We have tested the V100, A2, and GTX 1050 Ti in different (Windows) systems regarding their FP64 performance.
The V100 and the GTX 1050 Ti behave as expected. But the A2 FP64-performance is lower than that of the GTX 1050 Ti.
According to this information List of Nvidia graphics processing units - Wikipedia the A2 should offer 140 GFLOPS (FP64) and the GTX 1050 Ti ~66 GFLOPS (FP64).
So, it should be at least 2 times faster.
But with CUDA-Z and Matlab I can only achieve ~75% of the FP64-performance of the GTX 1050 Ti.
What’s going wrong here?
" Double-Precision Tensor Cores are among a battery of new capabilities in the NVIDIA Ampere architecture, driving HPC performance as well as AI training and inference to new heights."

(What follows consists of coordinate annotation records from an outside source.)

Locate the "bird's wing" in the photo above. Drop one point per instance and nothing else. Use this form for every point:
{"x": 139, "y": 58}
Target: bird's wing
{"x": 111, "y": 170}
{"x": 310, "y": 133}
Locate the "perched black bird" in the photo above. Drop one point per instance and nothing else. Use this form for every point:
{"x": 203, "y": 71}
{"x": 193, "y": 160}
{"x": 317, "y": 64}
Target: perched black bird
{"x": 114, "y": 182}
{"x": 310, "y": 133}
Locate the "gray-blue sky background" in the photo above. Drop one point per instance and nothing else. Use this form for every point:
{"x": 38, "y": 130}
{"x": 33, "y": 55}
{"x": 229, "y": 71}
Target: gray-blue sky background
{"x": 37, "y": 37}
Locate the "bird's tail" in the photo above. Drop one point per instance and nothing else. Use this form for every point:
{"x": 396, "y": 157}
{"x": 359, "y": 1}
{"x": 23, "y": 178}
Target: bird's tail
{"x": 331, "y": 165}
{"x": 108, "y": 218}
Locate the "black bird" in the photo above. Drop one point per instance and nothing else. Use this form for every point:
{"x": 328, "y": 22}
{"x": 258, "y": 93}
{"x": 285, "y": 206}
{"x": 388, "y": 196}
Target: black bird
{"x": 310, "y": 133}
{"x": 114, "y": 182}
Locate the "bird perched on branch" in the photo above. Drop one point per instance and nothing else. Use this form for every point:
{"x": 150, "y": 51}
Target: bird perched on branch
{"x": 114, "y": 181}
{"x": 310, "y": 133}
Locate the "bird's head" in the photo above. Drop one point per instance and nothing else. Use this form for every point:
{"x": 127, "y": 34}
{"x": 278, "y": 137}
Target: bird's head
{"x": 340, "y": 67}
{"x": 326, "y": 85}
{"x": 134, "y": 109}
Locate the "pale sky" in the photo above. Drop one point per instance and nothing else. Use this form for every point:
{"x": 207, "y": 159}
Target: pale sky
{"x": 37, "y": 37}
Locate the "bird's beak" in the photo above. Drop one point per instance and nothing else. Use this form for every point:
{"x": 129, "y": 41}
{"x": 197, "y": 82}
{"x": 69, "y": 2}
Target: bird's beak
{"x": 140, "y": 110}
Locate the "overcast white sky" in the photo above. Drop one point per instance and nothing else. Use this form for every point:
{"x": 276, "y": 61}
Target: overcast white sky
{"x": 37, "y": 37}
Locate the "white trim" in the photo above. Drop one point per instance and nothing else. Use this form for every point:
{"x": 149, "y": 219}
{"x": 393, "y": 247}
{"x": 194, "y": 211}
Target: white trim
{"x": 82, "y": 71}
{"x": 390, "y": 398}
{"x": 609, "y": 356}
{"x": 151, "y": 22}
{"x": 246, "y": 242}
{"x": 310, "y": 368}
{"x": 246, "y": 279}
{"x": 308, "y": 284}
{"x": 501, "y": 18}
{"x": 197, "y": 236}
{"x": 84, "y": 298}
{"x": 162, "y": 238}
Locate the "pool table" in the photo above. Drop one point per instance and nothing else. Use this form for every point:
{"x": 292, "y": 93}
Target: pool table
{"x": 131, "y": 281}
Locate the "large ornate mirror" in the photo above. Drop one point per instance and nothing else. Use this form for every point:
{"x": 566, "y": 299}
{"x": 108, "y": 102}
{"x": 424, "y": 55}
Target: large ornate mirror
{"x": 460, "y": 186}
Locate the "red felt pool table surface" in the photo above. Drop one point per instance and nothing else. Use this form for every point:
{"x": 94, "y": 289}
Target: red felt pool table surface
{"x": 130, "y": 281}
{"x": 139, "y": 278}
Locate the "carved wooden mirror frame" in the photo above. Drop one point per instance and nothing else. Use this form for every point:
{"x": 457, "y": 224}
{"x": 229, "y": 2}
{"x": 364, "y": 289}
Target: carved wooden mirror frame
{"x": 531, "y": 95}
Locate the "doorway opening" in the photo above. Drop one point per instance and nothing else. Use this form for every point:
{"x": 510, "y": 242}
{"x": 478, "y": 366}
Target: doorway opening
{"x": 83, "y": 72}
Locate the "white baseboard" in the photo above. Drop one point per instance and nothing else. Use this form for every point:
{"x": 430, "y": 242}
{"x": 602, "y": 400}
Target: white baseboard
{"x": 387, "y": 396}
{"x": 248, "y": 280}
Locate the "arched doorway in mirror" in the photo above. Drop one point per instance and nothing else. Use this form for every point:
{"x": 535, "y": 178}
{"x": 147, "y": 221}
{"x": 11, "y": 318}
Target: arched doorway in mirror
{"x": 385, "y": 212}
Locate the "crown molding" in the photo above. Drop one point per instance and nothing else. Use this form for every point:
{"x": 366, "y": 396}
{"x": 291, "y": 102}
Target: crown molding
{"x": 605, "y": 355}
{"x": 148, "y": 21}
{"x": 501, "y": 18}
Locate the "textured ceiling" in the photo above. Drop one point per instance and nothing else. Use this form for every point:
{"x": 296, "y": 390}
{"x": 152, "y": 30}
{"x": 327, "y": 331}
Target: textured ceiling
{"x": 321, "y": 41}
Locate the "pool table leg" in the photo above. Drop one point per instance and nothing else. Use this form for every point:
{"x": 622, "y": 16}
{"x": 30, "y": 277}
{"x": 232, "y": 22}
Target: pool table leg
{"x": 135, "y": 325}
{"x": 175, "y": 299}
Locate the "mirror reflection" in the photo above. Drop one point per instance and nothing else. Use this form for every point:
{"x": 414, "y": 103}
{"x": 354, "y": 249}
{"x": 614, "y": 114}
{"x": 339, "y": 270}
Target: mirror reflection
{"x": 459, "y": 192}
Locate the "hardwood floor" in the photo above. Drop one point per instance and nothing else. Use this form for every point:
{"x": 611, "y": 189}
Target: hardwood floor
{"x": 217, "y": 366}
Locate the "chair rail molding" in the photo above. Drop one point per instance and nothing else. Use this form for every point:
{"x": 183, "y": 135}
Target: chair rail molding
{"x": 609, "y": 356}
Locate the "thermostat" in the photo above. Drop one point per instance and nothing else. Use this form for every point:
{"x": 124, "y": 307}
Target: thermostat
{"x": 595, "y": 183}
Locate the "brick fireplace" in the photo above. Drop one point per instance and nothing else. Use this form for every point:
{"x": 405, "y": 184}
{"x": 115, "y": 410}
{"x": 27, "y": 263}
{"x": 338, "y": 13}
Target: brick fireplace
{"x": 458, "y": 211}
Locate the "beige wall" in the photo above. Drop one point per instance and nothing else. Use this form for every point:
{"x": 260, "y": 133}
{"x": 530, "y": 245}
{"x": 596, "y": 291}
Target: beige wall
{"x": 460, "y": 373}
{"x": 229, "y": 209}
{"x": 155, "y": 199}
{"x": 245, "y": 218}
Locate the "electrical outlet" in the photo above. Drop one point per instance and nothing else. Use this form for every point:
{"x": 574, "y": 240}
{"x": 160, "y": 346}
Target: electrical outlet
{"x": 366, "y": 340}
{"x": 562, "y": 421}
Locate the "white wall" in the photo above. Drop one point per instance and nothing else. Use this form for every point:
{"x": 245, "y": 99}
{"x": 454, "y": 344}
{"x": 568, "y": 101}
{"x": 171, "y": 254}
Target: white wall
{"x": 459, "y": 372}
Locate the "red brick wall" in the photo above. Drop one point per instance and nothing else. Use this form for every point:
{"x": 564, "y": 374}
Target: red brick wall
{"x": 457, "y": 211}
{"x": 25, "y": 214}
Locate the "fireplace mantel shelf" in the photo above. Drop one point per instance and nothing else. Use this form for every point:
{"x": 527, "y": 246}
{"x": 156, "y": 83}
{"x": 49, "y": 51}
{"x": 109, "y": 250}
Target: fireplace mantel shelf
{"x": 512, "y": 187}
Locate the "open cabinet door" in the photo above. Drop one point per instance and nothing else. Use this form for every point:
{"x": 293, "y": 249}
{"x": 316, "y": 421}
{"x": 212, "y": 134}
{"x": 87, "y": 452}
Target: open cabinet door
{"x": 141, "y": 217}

Is the A2 spec sheet maybe listing tensor core performance, while the 1050Ti is listing performance of CUDA cores? If so, you’d need a specialized benchmark that makes use of the Tensor cores.
Thanks for the reply.
But using the same benchmark on our A100 (Ampere architecture) even shows better results than expected, not worse.
A2 is limited by power. It’s expected that you won’t be able to achieve peak performance.
Here are related threads: 1 2 3
While the A2 is running whatever test you are running, you may wish to use
nvidia-smi -a to see in the section of “clocks throttle reasons” whether power-capping is occurring. If so that is one possible explanation for not achieving whatever you are expecting to achieve.